The Conservative government aims to lower Canada’s greenhouse gases 20 per cent from 2006 levels by 2020. The Tories’ mid-term goal is to get emissions 60 to 70 per cent below 2006 levels by 2050.

But Canada has been criticized for using a later base year than many other countries, particularly the Europeans, many of whom use 1990 – when global emissions were lower – as their benchmark.

But Harper says it’s folly to focus too much on targets alone.

“We’ve been through the exercise in the past decade or so of setting targets that were idealistic or blue sky and no one went out and actually achieved them, or set targets that look great on paper and didn’t actually require any effort,” Harper said.
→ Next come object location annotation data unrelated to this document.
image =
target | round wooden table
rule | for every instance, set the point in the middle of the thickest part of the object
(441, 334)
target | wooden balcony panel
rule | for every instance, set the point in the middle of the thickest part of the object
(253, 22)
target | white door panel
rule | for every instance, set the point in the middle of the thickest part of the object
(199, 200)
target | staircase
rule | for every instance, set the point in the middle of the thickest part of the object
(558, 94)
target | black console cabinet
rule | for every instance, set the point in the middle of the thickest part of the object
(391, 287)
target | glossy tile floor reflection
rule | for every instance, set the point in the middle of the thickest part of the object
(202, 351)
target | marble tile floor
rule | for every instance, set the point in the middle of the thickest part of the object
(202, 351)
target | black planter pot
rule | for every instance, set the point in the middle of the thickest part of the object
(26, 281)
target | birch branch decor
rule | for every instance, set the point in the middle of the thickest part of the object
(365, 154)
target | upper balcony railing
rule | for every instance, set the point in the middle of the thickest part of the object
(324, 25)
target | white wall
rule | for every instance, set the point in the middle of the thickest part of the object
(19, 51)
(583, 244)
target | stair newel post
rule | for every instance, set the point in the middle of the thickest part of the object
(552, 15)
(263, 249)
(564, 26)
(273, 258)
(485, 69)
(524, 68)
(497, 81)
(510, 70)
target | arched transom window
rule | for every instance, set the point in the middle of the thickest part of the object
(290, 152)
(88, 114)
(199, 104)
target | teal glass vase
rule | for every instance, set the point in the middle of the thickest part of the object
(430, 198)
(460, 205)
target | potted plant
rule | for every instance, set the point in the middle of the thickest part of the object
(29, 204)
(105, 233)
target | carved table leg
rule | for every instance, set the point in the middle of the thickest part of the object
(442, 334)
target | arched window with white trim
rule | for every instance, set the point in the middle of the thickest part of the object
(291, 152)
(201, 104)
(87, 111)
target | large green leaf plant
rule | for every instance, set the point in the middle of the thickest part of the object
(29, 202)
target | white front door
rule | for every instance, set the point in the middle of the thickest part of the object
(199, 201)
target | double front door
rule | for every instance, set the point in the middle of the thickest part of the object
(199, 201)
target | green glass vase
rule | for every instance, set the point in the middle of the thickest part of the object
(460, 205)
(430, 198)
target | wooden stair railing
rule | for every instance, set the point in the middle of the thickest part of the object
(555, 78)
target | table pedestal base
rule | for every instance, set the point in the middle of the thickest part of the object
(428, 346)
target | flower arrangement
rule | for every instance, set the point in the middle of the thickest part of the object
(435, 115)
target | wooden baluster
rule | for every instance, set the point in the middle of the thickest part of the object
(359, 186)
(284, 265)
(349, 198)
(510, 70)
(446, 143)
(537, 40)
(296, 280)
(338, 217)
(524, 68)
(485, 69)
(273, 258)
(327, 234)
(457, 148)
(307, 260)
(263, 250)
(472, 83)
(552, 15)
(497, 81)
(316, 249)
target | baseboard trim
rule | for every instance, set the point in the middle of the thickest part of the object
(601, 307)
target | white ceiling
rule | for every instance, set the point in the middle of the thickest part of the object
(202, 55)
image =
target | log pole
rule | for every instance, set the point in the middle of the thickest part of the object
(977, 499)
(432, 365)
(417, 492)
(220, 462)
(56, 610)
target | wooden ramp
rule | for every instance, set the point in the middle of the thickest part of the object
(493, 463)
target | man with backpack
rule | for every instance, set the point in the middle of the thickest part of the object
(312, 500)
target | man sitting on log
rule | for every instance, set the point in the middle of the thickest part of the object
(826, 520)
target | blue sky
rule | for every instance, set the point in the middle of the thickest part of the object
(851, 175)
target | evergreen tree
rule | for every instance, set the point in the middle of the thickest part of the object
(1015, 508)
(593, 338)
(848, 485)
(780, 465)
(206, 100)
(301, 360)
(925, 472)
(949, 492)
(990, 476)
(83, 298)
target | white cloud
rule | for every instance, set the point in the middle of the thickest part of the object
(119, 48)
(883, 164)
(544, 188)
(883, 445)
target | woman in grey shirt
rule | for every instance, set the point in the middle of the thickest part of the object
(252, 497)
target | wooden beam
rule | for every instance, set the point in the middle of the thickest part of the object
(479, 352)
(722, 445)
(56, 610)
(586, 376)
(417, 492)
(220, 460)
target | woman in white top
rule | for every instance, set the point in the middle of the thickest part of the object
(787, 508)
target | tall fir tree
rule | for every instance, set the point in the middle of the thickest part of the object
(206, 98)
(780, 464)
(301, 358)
“So I think modest, achievable targets – particularly in the short term – will get the planet on the right track, which will allow us to make a longer-term transition.”

Harper says the key to dealing with climate change is not setting targets, but developing technologies to meet those goals.

“Just setting targets doesn’t actually achieve anything unless there is a technological plan to get there,” Harper said.

The Commonwealth released a declaration at the summit that stressed the need for countries to commit to a legally-binding agreement to battle climate change.

Australian Prime Minister Kevin Rudd characterized the declaration as a bid to kick start the sputtering Copenhagen negotiations, which some leaders feel have “reached an impasse.”

The feeling now is that the best-case scenario in Copenhagen is for leaders to agree on a blueprint that sets guidelines and a rough sketch for an eventual deal.

The Commonwealth is backing the idea of a special fund to help vulnerable and poorer nations cope with the effects of a warming planet.

Many of the Commonwealth countries are smaller, low-lying coastal and island states prone to rising sea levels and other effects of climate change.

The declaration says the Commonwealth leaders support a fund that would begin in 2010 and grow to $10 billion annually by 2012.

The fund would be set up by countries that sign a new deal to reduce greenhouse gas emissions.